L’augmentation de l’incidence des douleurs aiguës dans la population et le recours croissant à l’automédication qui en résulte rendent la question de l’opportunité thérapeutique centrale, dans un pays où l’utilisation d’AINS anti-inflammatoires est répandue et représente souvent la première réponse immédiate à la douleur. Les analgésiques oraux – comme le souligne la note – entre 2019 et 2024 ont enregistré une croissance de 3 millions d’unités vendues. Dans ce scénario, l’innovation pharmacologique a mis à disposition des molécules qui permettent une approche plus sélective du traitement de la douleur, avec des profils pharmacologiques optimisés et une réponse analgésique rapide. Parmi ceux-ci – lit-on – le dexibuprofène représente une option d’intérêt thérapeutique, grâce à la disponibilité du seul composant actif qui permet une action pharmacologique avec des dosages ciblés et un métabolisme moins complexe.

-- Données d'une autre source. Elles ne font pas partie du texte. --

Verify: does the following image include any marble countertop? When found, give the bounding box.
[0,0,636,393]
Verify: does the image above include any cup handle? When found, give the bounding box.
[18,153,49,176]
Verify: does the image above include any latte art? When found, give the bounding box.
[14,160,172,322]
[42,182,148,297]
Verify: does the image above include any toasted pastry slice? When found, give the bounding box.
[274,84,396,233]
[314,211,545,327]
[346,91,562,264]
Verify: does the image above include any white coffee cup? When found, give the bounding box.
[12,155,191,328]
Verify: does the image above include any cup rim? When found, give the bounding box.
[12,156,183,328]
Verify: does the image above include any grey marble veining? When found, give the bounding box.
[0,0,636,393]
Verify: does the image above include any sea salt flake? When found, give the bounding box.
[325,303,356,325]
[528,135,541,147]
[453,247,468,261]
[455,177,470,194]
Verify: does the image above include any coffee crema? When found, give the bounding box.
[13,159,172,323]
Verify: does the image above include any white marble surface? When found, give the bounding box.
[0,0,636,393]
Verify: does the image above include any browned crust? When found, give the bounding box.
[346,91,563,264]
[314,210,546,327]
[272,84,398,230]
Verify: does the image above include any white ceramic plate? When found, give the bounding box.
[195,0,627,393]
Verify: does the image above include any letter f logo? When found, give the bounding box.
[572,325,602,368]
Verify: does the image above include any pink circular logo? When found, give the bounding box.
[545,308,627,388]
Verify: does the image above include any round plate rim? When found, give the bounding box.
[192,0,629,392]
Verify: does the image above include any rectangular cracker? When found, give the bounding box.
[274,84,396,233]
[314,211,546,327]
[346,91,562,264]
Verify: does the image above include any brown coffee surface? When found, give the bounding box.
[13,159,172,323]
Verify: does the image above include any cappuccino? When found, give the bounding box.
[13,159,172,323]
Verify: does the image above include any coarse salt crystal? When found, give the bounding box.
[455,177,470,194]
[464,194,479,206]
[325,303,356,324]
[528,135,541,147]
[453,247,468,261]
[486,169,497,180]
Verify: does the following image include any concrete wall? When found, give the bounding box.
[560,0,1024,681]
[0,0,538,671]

S’agissant d’AINS, le principe d’opportunité d’emploi reste central : l’implication du médecin et du pharmacien est essentielle pour garantir un choix thérapeutique personnalisé, sûr et cohérent avec le profil clinique du patient.

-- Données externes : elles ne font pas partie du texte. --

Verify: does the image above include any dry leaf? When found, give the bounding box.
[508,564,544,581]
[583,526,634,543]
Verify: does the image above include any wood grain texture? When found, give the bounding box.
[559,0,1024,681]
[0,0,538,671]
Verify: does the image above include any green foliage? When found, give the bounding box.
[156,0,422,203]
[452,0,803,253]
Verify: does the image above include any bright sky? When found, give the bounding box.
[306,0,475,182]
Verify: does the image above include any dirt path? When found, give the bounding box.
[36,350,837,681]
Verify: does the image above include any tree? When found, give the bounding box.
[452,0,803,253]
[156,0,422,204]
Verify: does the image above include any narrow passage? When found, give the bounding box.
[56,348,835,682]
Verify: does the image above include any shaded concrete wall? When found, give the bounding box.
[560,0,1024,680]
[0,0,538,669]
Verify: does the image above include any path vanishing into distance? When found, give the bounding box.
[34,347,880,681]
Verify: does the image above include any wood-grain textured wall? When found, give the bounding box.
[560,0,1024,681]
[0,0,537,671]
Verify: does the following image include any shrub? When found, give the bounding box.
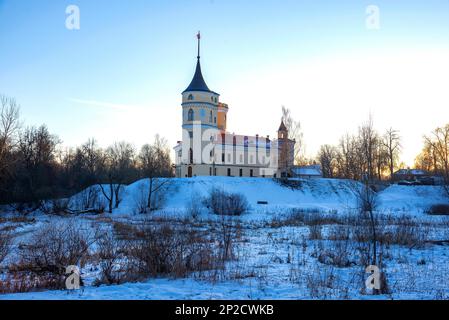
[204,188,249,216]
[94,232,127,285]
[126,223,216,277]
[187,194,201,220]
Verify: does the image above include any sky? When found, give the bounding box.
[0,0,449,166]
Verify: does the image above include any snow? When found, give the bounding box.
[0,177,449,300]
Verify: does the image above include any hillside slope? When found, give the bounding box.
[74,177,447,214]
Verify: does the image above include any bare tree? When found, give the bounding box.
[0,230,12,264]
[382,128,402,179]
[424,124,449,195]
[359,115,378,182]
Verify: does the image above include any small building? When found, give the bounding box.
[292,164,323,179]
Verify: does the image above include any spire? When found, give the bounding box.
[184,31,212,92]
[196,31,201,60]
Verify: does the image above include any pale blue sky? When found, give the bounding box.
[0,0,449,163]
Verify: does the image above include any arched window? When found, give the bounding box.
[187,109,195,121]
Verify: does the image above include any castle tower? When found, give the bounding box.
[181,32,220,176]
[278,121,291,177]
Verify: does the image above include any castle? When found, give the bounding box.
[174,33,295,177]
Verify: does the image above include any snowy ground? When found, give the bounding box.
[0,178,449,299]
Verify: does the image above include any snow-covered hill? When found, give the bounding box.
[72,177,447,218]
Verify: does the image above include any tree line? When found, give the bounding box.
[0,96,172,206]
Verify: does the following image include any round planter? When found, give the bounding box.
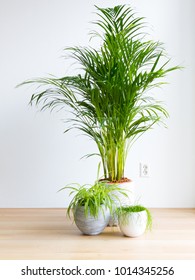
[118,211,148,237]
[108,181,135,226]
[74,206,110,235]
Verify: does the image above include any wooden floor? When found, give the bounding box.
[0,209,195,260]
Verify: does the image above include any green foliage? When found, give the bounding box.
[18,5,179,184]
[60,181,127,218]
[116,205,152,230]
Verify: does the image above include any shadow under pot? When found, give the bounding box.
[74,205,110,235]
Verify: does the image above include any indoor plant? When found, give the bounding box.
[117,205,152,237]
[19,5,178,186]
[61,181,126,235]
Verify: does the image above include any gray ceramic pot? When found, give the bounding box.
[74,206,110,235]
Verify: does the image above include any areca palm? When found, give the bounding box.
[19,5,178,181]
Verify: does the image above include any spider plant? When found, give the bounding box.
[116,205,152,230]
[60,181,126,218]
[18,5,178,182]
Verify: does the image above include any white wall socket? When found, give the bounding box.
[139,162,150,178]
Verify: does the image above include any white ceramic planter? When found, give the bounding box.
[118,210,148,237]
[74,206,110,235]
[108,181,135,226]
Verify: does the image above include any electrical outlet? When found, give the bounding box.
[140,162,149,178]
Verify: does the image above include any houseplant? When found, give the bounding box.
[117,205,152,237]
[19,5,178,188]
[61,181,126,235]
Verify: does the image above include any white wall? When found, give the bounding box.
[0,0,195,207]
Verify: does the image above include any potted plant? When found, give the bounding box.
[18,5,179,199]
[61,181,126,235]
[117,205,152,237]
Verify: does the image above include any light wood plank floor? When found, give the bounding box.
[0,209,195,260]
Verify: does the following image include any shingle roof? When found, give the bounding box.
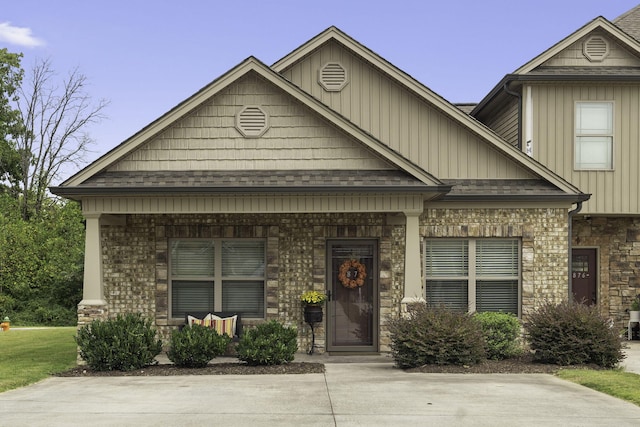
[613,5,640,40]
[54,170,449,194]
[442,179,584,201]
[528,66,640,76]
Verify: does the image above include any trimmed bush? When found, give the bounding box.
[525,302,624,368]
[474,311,522,360]
[388,304,485,368]
[167,325,231,368]
[75,314,162,371]
[236,320,298,366]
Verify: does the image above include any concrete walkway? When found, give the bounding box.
[0,343,640,426]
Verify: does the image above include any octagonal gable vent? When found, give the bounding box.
[318,62,348,92]
[236,105,269,138]
[582,36,609,62]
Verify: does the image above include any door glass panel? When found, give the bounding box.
[329,243,376,348]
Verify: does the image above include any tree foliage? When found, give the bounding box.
[0,195,84,325]
[0,49,23,193]
[16,60,108,219]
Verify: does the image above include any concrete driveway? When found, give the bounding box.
[0,362,640,427]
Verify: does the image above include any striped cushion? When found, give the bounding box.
[211,314,238,337]
[187,313,212,328]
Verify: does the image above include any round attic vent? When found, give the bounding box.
[318,62,348,92]
[236,105,269,138]
[582,36,609,62]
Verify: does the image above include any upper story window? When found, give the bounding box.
[575,102,613,170]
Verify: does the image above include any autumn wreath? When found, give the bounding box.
[338,259,367,289]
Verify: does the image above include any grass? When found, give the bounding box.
[557,369,640,406]
[0,327,77,393]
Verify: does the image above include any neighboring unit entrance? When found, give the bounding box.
[327,240,378,352]
[571,249,598,305]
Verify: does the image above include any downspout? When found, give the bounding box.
[567,202,582,299]
[503,81,522,151]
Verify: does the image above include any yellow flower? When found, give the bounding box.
[300,291,327,304]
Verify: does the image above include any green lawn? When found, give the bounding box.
[0,327,77,393]
[558,369,640,406]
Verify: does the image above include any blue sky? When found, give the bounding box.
[0,0,639,178]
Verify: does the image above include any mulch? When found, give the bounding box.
[56,355,602,377]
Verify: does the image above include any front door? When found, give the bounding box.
[571,249,598,305]
[327,240,378,352]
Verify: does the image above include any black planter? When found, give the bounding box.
[304,305,322,323]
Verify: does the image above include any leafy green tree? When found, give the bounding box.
[0,49,23,192]
[0,195,84,325]
[16,60,108,219]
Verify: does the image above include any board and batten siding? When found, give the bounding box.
[543,31,640,67]
[109,73,395,171]
[282,41,532,179]
[532,83,640,214]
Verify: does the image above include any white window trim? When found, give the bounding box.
[167,238,267,319]
[573,99,615,172]
[422,237,522,317]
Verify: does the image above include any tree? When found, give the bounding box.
[0,49,23,193]
[16,60,108,219]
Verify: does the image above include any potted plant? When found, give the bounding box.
[300,291,327,323]
[629,297,640,323]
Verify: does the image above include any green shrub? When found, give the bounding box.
[525,302,624,368]
[167,325,231,368]
[388,304,485,368]
[236,320,298,365]
[474,311,522,360]
[75,314,162,371]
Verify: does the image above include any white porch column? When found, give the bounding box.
[402,211,426,311]
[79,214,107,306]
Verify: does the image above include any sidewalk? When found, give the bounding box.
[0,348,640,427]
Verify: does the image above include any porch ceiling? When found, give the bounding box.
[52,170,451,197]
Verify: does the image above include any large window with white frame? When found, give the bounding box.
[169,239,266,318]
[574,101,613,170]
[424,239,520,315]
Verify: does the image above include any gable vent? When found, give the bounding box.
[318,62,348,92]
[582,36,609,62]
[236,105,269,138]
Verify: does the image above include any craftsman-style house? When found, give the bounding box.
[52,5,640,352]
[471,6,640,322]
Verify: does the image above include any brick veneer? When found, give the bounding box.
[572,217,640,327]
[84,208,568,351]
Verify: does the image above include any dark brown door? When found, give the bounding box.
[571,249,598,305]
[327,240,378,352]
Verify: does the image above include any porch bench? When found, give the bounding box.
[180,311,242,342]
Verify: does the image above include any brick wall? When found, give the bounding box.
[572,217,640,327]
[96,214,404,351]
[420,208,569,319]
[89,208,568,351]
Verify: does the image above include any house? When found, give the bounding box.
[52,21,592,352]
[471,6,640,326]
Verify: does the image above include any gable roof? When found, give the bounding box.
[57,57,442,195]
[470,15,640,117]
[272,26,588,198]
[512,16,640,75]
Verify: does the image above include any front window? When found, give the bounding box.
[169,239,266,318]
[575,102,613,170]
[425,239,520,315]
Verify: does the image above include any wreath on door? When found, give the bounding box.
[338,259,367,289]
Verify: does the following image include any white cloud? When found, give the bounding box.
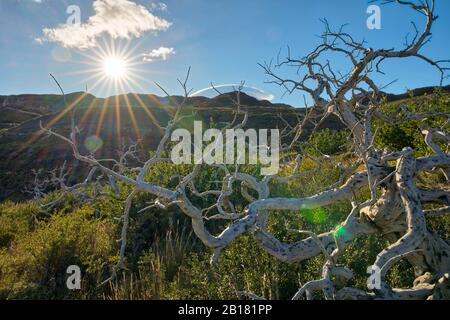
[36,0,171,49]
[142,47,175,62]
[151,2,167,12]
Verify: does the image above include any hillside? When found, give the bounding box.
[0,86,450,200]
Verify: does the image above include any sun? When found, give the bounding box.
[103,56,128,79]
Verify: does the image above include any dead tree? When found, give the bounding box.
[43,0,450,299]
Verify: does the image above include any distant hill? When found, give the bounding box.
[0,87,450,200]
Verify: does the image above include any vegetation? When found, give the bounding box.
[0,92,450,299]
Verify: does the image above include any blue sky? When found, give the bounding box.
[0,0,450,106]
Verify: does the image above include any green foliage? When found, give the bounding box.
[0,92,450,299]
[375,89,450,156]
[0,206,117,299]
[306,129,348,155]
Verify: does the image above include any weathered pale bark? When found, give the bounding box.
[43,0,450,299]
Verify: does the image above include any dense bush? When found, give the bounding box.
[0,93,450,299]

Le dexibuprofène – décrit la note – est l’énantiomère S (+) pharmacologiquement actif de l’ibuprofène, c’est-à-dire responsable de l’effet analgésique et anti-inflammatoire. La disponibilité du seul composant actif permet d’obtenir un effet analgésique et anti-inflammatoire efficace avec des doses inférieures à celles du mélange racémique, avec un métabolisme moins complexe et sans nécessité de conversion métabolique de l’énantiomère inactif. Les données cliniques dans le domaine dentaire et sur le traitement des patients atteints de dysménorrhée primaire montrent un effet relativement rapide, avec un soulagement significatif dès la première demi-heure après la prise du médicament. Comme pour tous les AINS, l’utilisation du dexibuprofène nécessite une utilisation appropriée et personnalisée, prenant en compte le profil clinique du patient, les éventuelles comorbidités et les traitements concomitants.

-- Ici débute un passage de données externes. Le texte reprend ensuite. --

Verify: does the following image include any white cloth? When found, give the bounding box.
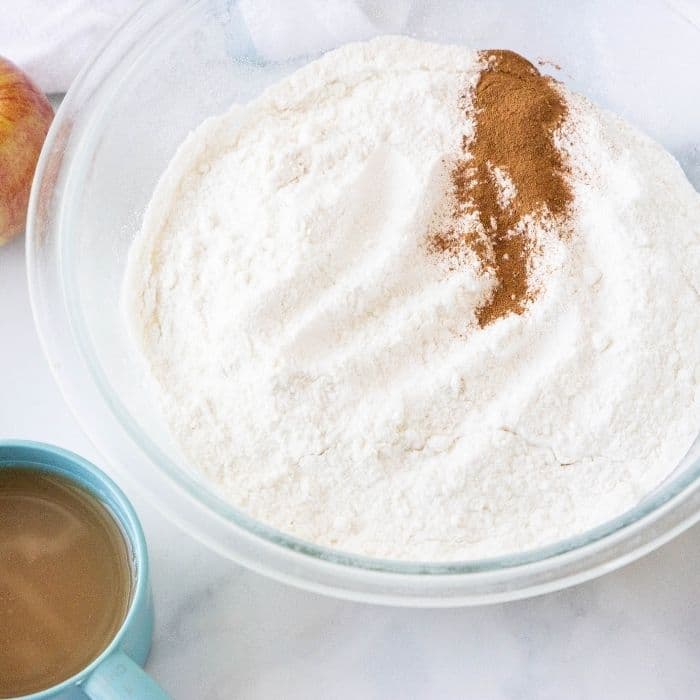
[0,0,416,93]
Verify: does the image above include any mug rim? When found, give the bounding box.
[0,439,149,700]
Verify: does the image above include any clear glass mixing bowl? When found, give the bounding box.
[27,0,700,605]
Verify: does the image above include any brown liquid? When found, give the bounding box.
[0,467,132,698]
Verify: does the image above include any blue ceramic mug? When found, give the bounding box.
[0,440,168,700]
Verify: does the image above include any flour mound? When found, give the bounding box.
[124,37,700,560]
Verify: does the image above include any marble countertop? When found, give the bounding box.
[0,232,700,700]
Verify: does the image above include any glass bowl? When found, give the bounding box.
[27,0,700,606]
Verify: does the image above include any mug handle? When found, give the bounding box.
[82,651,170,700]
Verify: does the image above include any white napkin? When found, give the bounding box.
[0,0,414,93]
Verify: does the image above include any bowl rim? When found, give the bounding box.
[26,0,700,605]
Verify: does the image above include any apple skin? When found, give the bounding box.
[0,56,53,246]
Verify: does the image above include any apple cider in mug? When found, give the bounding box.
[0,466,133,698]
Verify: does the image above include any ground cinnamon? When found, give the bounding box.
[430,50,572,327]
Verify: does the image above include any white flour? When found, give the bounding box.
[125,38,700,560]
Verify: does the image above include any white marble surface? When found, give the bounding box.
[0,232,700,700]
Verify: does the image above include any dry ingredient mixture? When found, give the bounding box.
[124,37,700,560]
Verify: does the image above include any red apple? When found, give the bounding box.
[0,56,53,246]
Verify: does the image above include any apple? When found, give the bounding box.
[0,56,53,246]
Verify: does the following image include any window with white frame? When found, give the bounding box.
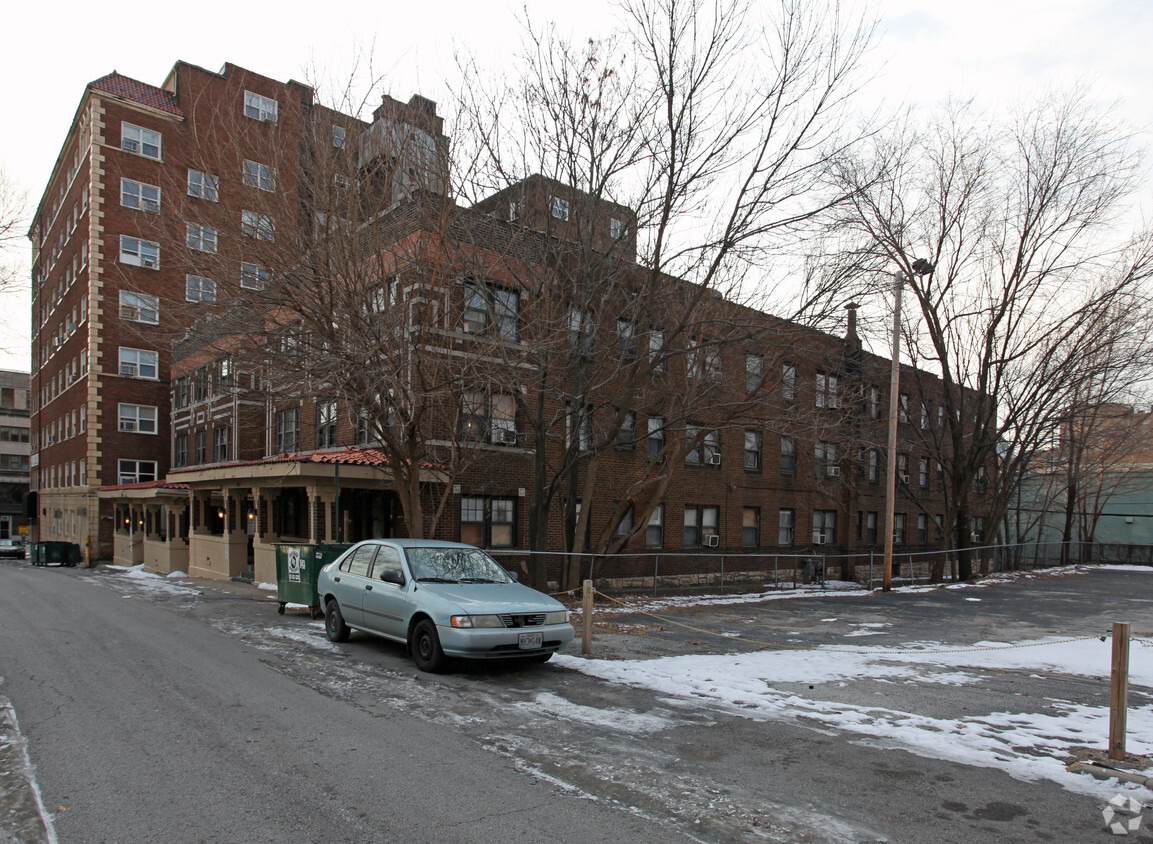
[184,276,216,302]
[685,504,721,548]
[240,262,272,291]
[243,160,277,193]
[120,179,160,213]
[645,504,664,548]
[120,291,160,325]
[116,460,156,483]
[244,91,278,123]
[120,234,160,270]
[240,211,277,241]
[188,169,220,202]
[118,402,157,434]
[120,121,160,160]
[120,346,159,379]
[813,510,837,545]
[186,223,217,253]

« La gestion de la douleur – déclare Antonio Limitone, responsable des affaires médicales d’Haleon pour l’Europe du Sud – représente un domaine dans lequel un besoin non satisfait très important existe encore aujourd’hui : des millions de personnes vivent avec des épisodes de douleur aiguë qui ont un impact sur la qualité de vie, la productivité et les relations sociales. Comme Haleon, nous avons une longue expérience dans le domaine du soulagement de la douleur et nous continuons à investir pour rendre accessibles aux citoyens des solutions de plus en plus ciblées, basées sur des preuves solides et sur l’utilisation consciente de médicaments. Le médicament anti-inflammatoire récemment lancé est un exemple concret de notre engagement à soutenir la douleur. gestion, avec une approche qui allie efficacité, sécurité et attention aux besoins réels des personnes ».